Features in a nutshell:

  1. Configuration is controlled via straightforward XML (produced in large part by a helper script).
  2. Objects have rich accessor and mutator interfaces with just-in-time fetching and optionally selective publishing.
  3. Objects are capable of acting as intelligent factories for other related objects (and sets of objects), allowing for simple and powerful code for navigating from one portion of a database to another (intrinsic deep-loading, even in data engines lacking explicit support for foreign key relationships).
  4. Full support for associating related un-published objects, with optional (on by default) cascading publish of dependent objects (deep-saving) – useful for those tables whose primary keys are generated on publish.
  5. Full support for multi-column keys, multiple unique keys (with or without multiple columns), and multiple reference relationships between similar object types (e.g., a User may act as both a Seller and a Customer on an Order and be accessed as each in turn).
  6. Extension of provided primitives is supported and encouraged, with event-based call-back hooks and a hierarchical overload/override scheme that’s easy to configure.
  7. Custom SQL support for Load, Publish (optionally differentiated by insert vs. update), Delete, including stored procedures and pseudo-bind variables (SQL placeholders filled by order of occurrence and/or named variables).
  8. Criteria based select, optionally using arbitrarily nested AND/OR collections and a rich set of criteria types and controls (including custom SQL) with support for automatic joins to related tables.
  9. Intermediate read/write -through caching interface support (can be used in distributed network based cache settings, such as memcache, for nearly-free lateral scalability).
  10. Fully extensible and customizable.

That’s a pretty big nutshell, and it’s not anywhere near complete.  There are just a couple gaps between this list and the current revision (no. svn:35 as of this writing) on both sides: a few features which need better testing and a little internal wiring, and some features provided but not listed.  Eventually the full user documentation will fill in the gaps, but so far this list and the actual available feature set have a > 90% overlap.

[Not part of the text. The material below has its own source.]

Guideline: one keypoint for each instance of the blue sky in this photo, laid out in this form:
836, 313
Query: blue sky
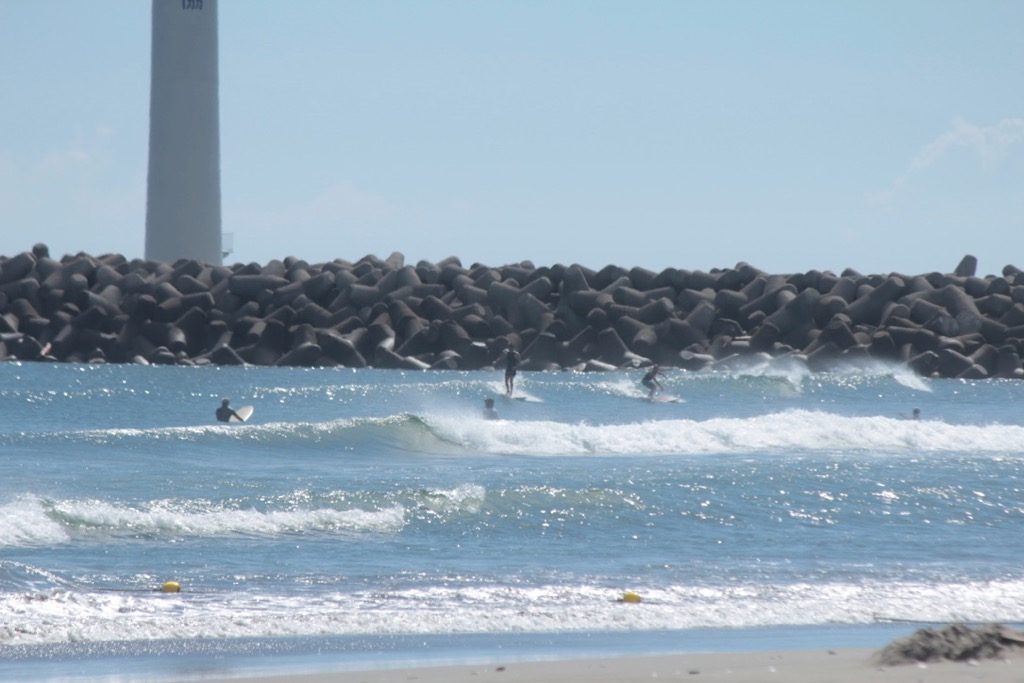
879, 135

Implementation example snippet:

// Singleton context; support for instance-context
// and automatic config loading also available.
Torpor()->initialize( "myconfig.xml" );

$user = Torpor()->getUserById( 12345 );

$orderHistory = $user->getOrderSet();
foreach( $orderHistory as $order ){ /* ... */ }

$order = $user->newOrder();
$order->setSeller( Torpor()->getUserById( 54321 ) );
// OR $order->setSellerId( $user->getUserId() ), etc.
$order->setPurchaseDate( date() );

$product = Torpor()->newProduct();
$product->setName( 'Something Pink' );
$product->setUnitPrice( 49.95 );

$orderItem = $order->newOrderItem();
$orderItem->setProduct( $product );
// causes $product->publish(), $order->publish() cascade:
$orderItem->publish(); 

Code is available now via Google’s project hosting: Torpor: Persistence Abstraction for PHP

Feel free to poke around, make contributions, revisions, remarks (snide or otherwise), and generally check it out.  The official beta release will be announced here with great fanfare and tremendous sighs of relief, followed shortly by the tension of worrying whether it’s good enough and trying to polish user-docs.

Update (2009-08-28 09:16)

Torpor has been submitted as a potential topic of discussion for the Utah Open Source Conference 2009, October 8th-10th! This is a rather late submission, so your votes will count to help get this one on the board!